Spitzer Ernest, Ren Ben, Zijlstra Felix, Mieghem Nicolas M Van, Geleijnse Marcel L
Cardiology, Thoraxcenter, Erasmus University Medical Center,Rotterdam, the Netherlands.
Cardialysis, Clinical Trial Management & Core Laboratories,Rotterdam, the Netherlands.
Card Fail Rev. 2017 Nov;3(2):97-101. doi: 10.15420/cfr.2017:14.1.
Ejection fraction is one of the most powerful determinants of prognosis and is a crucial parameter for the determination of cardiovascular therapies in conditions such as heart failure, valvular conditions and ischaemic heart disease. Among echocardiographic methods, 3D echocardiography has been attributed as the preferred one for its assessment, given an increased accuracy and reproducibility. Full-volume multi-beat acquisitions are prone to stitching artefacts due to arrhythmias and require prolonged breath holds. Single-beat acquisitions exhibit a lower temporal resolution, but address the limitations of multi-beat acquisitions. If not fully automated, 3D echocardiography remains time-consuming and resource-intensive, with suboptimal observer variability, preventing its implementation in routine practice. Further developments in hardware and software, including fully automated knowledge-based algorithms for left ventricular quantification, may bring 3D echocardiography to a definite turning point.

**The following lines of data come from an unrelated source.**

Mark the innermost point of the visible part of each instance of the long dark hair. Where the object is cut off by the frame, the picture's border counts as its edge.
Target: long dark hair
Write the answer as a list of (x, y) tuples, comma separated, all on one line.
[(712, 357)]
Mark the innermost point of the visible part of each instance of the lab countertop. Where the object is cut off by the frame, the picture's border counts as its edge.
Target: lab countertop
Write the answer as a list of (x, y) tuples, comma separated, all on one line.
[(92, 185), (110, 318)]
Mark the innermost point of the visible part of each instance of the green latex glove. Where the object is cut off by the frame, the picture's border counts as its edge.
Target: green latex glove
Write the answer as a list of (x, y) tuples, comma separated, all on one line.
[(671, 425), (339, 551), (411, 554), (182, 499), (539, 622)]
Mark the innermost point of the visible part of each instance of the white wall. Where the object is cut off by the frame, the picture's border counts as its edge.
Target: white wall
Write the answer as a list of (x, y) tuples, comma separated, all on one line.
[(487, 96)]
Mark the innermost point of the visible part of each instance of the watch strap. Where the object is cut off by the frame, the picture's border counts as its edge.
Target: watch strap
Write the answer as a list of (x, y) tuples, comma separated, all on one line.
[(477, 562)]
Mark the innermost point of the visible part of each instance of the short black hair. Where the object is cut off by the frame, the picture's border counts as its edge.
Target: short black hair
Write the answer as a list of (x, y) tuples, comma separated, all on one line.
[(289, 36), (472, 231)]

射血分数是预后的最有力决定因素之一,也是确定心力衰竭、瓣膜病和缺血性心脏病等病症心血管治疗方案的关键参数。在超声心动图方法中,鉴于准确性和可重复性的提高,三维超声心动图被认为是评估射血分数的首选方法。全容积多搏采集由于心律失常容易出现拼接伪像,并且需要长时间屏气。单搏采集的时间分辨率较低,但解决了多搏采集的局限性。如果不是完全自动化,三维超声心动图仍然耗时且资源密集,观察者变异性欠佳,这阻碍了其在常规实践中的应用。硬件和软件的进一步发展,包括用于左心室定量的完全自动化的基于知识的算法,可能会使三维超声心动图迎来一个决定性的转折点。